Multi-level alarms are going off: Were top-security systems hacked from the outside, or vulnerable to an agency mole? Even if we don’t use those spy techniques against our citizens, how about spies from other countries?
Tips abound for protecting yourself, from upgrading all devices to newer, more secure software systems to simply pulling the plug when devices are idle. But let’s face it, few people will even begin, much less maintain, such initiatives.
Meanwhile, here’s content of a real auto-email I received this week from one credit card company:
“We noticed (cable company) charged you $5 more than last month, so we want to make sure you know about it. If that’s right … there’s nothing you need to do. Think it’s a mistake? Sign in to look at the charge in more detail.” The note even included contact information for the cable company.

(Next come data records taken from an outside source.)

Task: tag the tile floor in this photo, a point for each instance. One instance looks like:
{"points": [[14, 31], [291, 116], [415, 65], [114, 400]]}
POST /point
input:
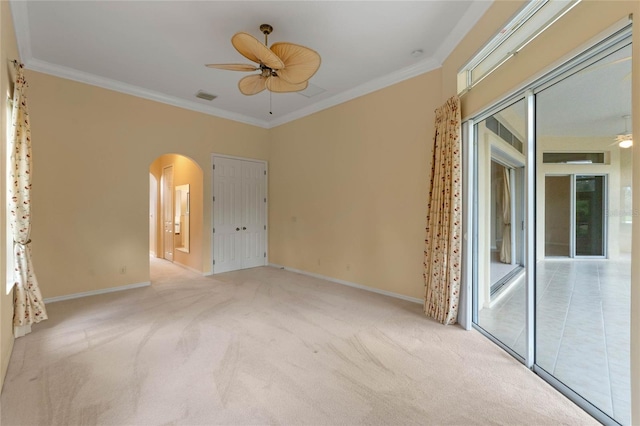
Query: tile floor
{"points": [[582, 335]]}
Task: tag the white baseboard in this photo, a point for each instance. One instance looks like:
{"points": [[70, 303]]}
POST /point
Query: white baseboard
{"points": [[96, 292], [188, 268], [350, 284]]}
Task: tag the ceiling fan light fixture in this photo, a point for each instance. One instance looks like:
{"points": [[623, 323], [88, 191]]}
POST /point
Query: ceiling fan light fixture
{"points": [[284, 67]]}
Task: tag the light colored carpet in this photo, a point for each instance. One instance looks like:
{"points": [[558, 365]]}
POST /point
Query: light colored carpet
{"points": [[264, 346]]}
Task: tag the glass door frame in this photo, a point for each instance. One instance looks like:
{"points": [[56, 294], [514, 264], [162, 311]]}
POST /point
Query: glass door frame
{"points": [[619, 38]]}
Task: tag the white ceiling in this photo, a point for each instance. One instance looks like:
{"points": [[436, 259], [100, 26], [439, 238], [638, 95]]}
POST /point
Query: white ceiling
{"points": [[157, 49]]}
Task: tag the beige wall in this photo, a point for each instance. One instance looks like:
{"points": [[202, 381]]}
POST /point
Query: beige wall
{"points": [[611, 169], [185, 171], [348, 188], [92, 152], [557, 216], [8, 52]]}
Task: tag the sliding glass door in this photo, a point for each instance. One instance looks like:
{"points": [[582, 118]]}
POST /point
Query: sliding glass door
{"points": [[501, 270], [552, 247]]}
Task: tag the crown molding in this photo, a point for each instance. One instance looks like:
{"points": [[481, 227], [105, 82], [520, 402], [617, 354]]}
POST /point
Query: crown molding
{"points": [[19, 9], [406, 73], [20, 17], [129, 89], [464, 25]]}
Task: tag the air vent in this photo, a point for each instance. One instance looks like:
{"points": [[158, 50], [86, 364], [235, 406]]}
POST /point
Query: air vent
{"points": [[311, 91], [206, 96]]}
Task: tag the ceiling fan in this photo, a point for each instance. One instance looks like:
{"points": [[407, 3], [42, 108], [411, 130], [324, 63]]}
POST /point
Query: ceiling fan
{"points": [[284, 67]]}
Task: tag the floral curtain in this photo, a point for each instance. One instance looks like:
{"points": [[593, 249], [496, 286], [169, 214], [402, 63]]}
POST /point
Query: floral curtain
{"points": [[442, 254], [505, 249], [27, 303]]}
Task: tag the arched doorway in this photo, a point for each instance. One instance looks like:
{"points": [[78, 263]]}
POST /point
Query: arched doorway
{"points": [[176, 217]]}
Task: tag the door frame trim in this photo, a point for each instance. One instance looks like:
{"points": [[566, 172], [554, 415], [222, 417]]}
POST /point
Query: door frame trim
{"points": [[266, 207], [162, 211]]}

Turns out, I knew about the price increase, which was a new policy to charge extra for local channels. I might have worried about people spying on my personal expenditures, but I considered it a potentially helpful, auto-message to alert me to unusual spending that might represent a billing error or even a hacked credit card account.

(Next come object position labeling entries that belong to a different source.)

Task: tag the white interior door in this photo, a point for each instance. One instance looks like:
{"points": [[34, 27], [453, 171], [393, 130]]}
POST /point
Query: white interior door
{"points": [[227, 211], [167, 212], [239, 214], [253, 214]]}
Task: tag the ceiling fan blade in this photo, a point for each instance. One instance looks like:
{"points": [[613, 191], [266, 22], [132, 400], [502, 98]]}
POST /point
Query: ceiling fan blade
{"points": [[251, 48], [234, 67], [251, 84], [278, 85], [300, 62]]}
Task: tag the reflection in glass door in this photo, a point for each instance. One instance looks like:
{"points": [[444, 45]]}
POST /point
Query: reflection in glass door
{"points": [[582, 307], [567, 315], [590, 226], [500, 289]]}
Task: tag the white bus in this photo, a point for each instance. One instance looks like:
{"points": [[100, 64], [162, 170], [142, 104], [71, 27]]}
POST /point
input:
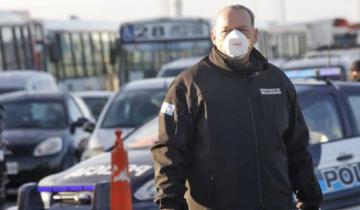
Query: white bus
{"points": [[79, 53], [146, 45], [76, 52]]}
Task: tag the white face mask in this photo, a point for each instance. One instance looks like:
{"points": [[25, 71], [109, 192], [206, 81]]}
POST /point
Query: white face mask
{"points": [[236, 44]]}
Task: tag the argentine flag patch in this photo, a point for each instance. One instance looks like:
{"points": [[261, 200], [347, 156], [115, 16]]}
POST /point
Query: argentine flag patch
{"points": [[167, 109]]}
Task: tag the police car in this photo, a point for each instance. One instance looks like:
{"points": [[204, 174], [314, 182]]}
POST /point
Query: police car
{"points": [[330, 111]]}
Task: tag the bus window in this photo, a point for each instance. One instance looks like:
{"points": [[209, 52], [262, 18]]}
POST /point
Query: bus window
{"points": [[26, 47], [9, 48], [105, 37], [20, 50], [76, 47], [69, 69], [88, 56]]}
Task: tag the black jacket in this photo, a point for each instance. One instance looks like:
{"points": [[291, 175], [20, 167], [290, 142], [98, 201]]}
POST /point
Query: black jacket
{"points": [[236, 134]]}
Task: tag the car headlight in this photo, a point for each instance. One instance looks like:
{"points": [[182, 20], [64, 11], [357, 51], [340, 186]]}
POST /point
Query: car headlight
{"points": [[50, 146], [146, 191]]}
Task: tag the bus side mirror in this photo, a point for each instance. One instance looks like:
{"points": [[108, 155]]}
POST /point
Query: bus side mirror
{"points": [[54, 54]]}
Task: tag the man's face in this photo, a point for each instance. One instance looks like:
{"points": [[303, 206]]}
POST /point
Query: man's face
{"points": [[230, 19]]}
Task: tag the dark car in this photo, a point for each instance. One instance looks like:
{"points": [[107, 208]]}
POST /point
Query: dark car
{"points": [[136, 103], [95, 100], [43, 134], [330, 110]]}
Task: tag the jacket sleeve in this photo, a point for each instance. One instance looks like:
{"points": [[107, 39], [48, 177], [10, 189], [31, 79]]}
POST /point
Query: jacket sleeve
{"points": [[301, 171], [170, 152]]}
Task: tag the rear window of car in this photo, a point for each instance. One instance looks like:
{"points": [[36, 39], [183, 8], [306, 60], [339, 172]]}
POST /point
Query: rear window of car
{"points": [[133, 108], [35, 114], [171, 72]]}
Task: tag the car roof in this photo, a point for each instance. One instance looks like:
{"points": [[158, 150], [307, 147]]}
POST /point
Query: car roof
{"points": [[342, 61], [153, 83], [182, 62], [23, 95], [94, 93]]}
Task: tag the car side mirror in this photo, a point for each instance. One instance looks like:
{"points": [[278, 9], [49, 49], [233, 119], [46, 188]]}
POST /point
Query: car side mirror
{"points": [[78, 123], [89, 127]]}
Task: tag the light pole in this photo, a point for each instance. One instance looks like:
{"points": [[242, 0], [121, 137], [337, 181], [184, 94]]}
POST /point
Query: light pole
{"points": [[282, 11]]}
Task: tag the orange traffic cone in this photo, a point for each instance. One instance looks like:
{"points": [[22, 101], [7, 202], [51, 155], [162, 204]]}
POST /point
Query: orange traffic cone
{"points": [[120, 190]]}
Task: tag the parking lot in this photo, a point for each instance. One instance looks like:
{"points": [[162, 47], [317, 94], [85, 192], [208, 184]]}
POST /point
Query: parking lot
{"points": [[229, 101]]}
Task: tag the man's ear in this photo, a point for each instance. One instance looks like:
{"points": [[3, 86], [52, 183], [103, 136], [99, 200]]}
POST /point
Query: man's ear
{"points": [[213, 37], [256, 33]]}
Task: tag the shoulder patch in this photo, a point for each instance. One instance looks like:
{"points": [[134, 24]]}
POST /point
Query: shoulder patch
{"points": [[270, 91], [167, 109]]}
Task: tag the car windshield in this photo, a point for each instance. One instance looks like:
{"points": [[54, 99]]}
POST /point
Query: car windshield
{"points": [[8, 90], [144, 137], [172, 72], [133, 108], [95, 104], [34, 114]]}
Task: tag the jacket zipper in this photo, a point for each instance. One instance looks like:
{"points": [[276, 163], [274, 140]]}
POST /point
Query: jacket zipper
{"points": [[260, 188]]}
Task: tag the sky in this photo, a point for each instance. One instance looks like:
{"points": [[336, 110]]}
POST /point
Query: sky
{"points": [[128, 10]]}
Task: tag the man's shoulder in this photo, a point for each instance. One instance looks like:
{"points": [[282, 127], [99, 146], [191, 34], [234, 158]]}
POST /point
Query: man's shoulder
{"points": [[193, 72]]}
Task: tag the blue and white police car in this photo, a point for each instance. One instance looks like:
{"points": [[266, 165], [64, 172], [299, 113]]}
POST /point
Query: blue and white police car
{"points": [[331, 113]]}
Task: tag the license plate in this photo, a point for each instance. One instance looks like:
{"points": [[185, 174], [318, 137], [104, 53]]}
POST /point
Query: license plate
{"points": [[12, 168], [1, 155]]}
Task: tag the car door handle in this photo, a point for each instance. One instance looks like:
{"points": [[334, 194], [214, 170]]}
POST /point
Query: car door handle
{"points": [[345, 157]]}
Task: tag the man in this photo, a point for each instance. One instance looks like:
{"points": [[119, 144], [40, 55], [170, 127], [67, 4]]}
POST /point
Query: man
{"points": [[231, 128]]}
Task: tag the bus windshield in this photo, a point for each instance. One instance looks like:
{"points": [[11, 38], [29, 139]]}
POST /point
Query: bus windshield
{"points": [[147, 45]]}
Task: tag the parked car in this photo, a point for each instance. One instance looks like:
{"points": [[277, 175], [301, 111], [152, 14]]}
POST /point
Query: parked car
{"points": [[43, 132], [336, 67], [173, 68], [331, 113], [95, 100], [135, 103], [27, 80]]}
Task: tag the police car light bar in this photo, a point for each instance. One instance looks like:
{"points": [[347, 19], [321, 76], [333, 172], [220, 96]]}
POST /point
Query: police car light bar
{"points": [[313, 72], [73, 188]]}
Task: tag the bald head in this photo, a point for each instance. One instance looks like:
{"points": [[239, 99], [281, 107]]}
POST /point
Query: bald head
{"points": [[227, 10], [235, 17]]}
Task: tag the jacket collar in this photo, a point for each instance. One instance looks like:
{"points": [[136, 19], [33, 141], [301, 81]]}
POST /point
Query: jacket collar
{"points": [[257, 62]]}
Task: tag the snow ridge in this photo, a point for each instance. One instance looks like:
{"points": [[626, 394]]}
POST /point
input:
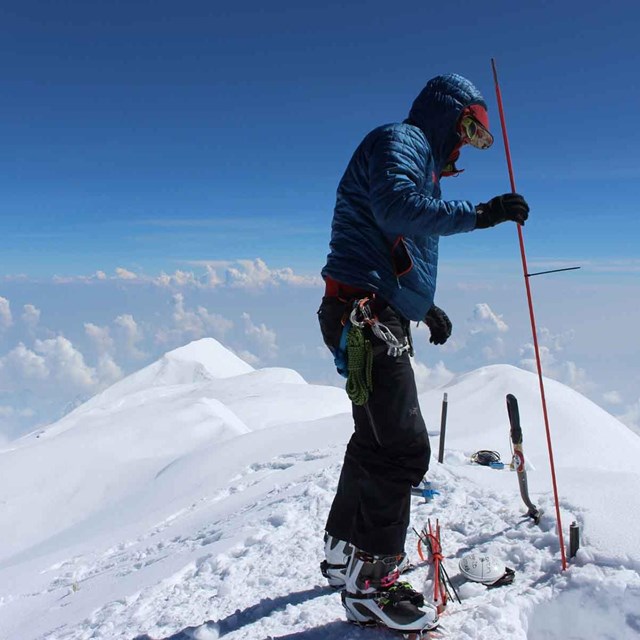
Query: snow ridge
{"points": [[189, 500]]}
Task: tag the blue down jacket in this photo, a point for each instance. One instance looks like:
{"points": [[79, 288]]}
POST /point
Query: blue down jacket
{"points": [[389, 215]]}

It made me wonder what other auto-tips from financial accounts might be helpful. For example, how about receiving this message from the credit card company some year on February 10:
“We noticed that you purchased flowers at 5 p.m. on Feb. 14 last year. This is just a reminder that prior planning prevents poor performance on Valentine’s Day.”
Big Brother, it appears, may be watching. Let’s hope he’s a benign adviser, not a sinister spy.